Ghanaian fintech startup Dash has raised $32 million in a seed round led by New York-based private equity and venture capital fund Insight Partners. Other investors in the round include Global Founders Capital and 4DX Ventures. They participated alongside ASK Capital, Techstars, Guillaume Pousaz’s Zinal Growth Partners, Jitendra Gupta of Jupiter Money, Amrish Rau of Pine Labs, the founders of Moss, executives from ProcessOut, and the founders of PennyLane.
Dash is a unified payment platform founded by CEO Prince Boakye Boampong in 2019 that seeks to connect financial wallets and bank accounts to facilitate transactions for consumers and businesses effortlessly.
Dash seeks to use the funds to expand to new markets such as Tanzania and South Africa, get the licenses needed to operate there, build out its team, invest in technology, and launch new features.
The company is currently operational in Kenya, Ghana, Nigeria and claims to have processed over $1 billion since its launch in 2020 from 1 million customers.
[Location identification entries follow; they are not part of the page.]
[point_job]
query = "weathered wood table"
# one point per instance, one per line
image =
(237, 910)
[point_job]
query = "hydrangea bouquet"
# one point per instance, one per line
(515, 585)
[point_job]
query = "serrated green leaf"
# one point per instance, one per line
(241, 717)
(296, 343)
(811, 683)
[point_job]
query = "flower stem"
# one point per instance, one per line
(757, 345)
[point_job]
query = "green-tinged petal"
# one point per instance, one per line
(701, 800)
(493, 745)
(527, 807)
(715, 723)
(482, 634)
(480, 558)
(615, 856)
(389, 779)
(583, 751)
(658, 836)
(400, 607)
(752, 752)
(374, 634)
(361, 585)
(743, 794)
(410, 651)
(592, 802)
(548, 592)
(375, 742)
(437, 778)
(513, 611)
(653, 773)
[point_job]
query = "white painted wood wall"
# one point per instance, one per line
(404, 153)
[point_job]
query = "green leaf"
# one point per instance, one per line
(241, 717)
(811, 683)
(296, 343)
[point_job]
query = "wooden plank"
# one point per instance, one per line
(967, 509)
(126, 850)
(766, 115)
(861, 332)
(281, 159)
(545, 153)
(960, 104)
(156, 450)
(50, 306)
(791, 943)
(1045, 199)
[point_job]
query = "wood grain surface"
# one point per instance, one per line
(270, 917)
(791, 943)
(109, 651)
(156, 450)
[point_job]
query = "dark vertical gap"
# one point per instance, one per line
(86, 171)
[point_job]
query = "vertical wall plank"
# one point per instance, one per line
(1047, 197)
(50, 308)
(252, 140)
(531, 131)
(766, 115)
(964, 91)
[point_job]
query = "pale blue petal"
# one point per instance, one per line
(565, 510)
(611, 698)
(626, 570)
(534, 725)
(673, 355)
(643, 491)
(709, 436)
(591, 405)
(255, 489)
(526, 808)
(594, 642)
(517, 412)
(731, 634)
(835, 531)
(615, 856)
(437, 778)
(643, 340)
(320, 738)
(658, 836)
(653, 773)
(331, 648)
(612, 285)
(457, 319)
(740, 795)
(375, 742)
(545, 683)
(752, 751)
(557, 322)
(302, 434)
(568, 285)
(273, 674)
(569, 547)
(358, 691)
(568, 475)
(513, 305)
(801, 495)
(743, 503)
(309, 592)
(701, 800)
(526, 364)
Dash was inspired from Boakye’s travel to Kenya where he experienced the use of M-Pesa and the fact that it was not connected to other payment systems in other parts of Africa.
“I was blown away by the ubiquity and convenience of mobile money in 2014 when I visited Kenya for the first time. However, there are over 200 mobile money wallets and 100 banks across the continent that [do] not work with each other,” he said in a Techcrunch interview.
“We’re building this interoperability so a Kenyan traveling to Ghana or Ghanaian traveling to Kenya would be able to pay for stuff without having to change currencies or setting up accounts when they touch the ground,” Boampong said. “We’re taking a page from AliPay and PayTm by building features that will make the lives of our users easier without having to switch from different providers.”
Dash essentially acts as an interoperable switch connecting banks, mobile money platforms so that customers can carry out transactions across platforms. The platform acts to handle the currency conversion.
Dash makes its revenue from processing fees, savings (interest earned when users save), FX fees when Dash is used cross-border, bill payments (commission earned when users pay bills on Dash), and subscription (for Dash+, its premium service).